Las organizaciones europeas están comenzando a invertir en la seguridad de sistemas de inteligencia artificial que operan sin supervisión humana directa, según un nuevo análisis de Context.

Context identifica la inversión en modelos de seguridad centrados en la identidad como una de las áreas de gasto en ciberseguridad de mayor crecimiento en el primer trimestre de 2026. Y es que, a medida que las empresas implementan sistemas de IA capaces de actuar de forma autónoma, estos sistemas crean nuevas identidades dentro de las redes corporativas que conllevan privilegios de acceso reales y riesgos reales. Protegerlas requiere un enfoque diferente al de la protección tradicional de endpoints o perímetros, y la demanda de las herramientas y arquitecturas pertinentes creció significativamente durante el trimestre.

“Este avance marca un cambio significativo en la forma en que las empresas abordan la ciberseguridad”, afirma Joe Turner, vicepresidente de investigación de Context. “Los límites de lo que se debe proteger se amplían más allá de las personas y los dispositivos para incluir agentes de IA autónomos que toman decisiones independientes en toda la infraestructura corporativa”.

 

Reevaluación de la postura de seguridad

Este cambio se produce paralelamente a una tendencia más amplia hacia las arquitecturas de confianza cero y las soluciones de cumplimiento automatizadas. En conjunto, estas tendencias apuntan a un ciclo de inversión fundamentalmente diferente al anterior.

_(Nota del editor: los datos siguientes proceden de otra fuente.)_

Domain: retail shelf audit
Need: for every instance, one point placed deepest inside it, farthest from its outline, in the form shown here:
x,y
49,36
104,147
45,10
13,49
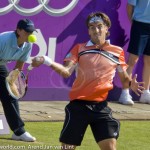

Las anteriores oleadas de gasto en ciberseguridad fueron en gran medida reactivas, desencadenadas por brechas de seguridad o ciclos de renovación de hardware. El ciclo actual está siendo moldeado por cambios estructurales en la forma en que operan las organizaciones, donde la adopción de la IA y la presión regulatoria se combinan para forzar una reevaluación más sistemática de la postura de seguridad.

En el ámbito regulatorio, la presión está a punto de intensificarse considerablemente. Se prevé que NIS2, DORA y la Ley de IA impulsen un gasto significativo en cumplimiento normativo durante la segunda mitad de 2026, a medida que las organizaciones se enfrentan a requisitos más estrictos y posibles sanciones económicas sustanciales por incumplimiento. La previsión de Context de un fuerte crecimiento del software de ciberseguridad durante el resto del año se basa en gran medida en esta dinámica.

“La naturaleza de lo que las organizaciones necesitan proteger está cambiando más rápido de lo que la mayoría de las estrategias de seguridad han podido seguir el ritmo”, afirma Joe Turner. Un agente de IA con acceso a sistemas financieros o datos de clientes representa un riesgo de seguridad, al igual que un usuario humano con privilegios. Las herramientas para gestionarlo aún están en desarrollo, pero la inversión ya está comenzando, anticipándose a los plazos regulatorios que la convertirán en una necesidad imperiosa.

El hardware de ciberseguridad continuó su descenso, con una caída del 5,7 % en el primer trimestre, a medida que las organizaciones priorizaban las arquitecturas de seguridad definidas por software. Context prevé que esta divergencia persista, y que el hardware se convierta en un segmento cada vez más especializado, concentrado en infraestructuras soberanas, resiliencia industrial y entornos específicos de cumplimiento normativo.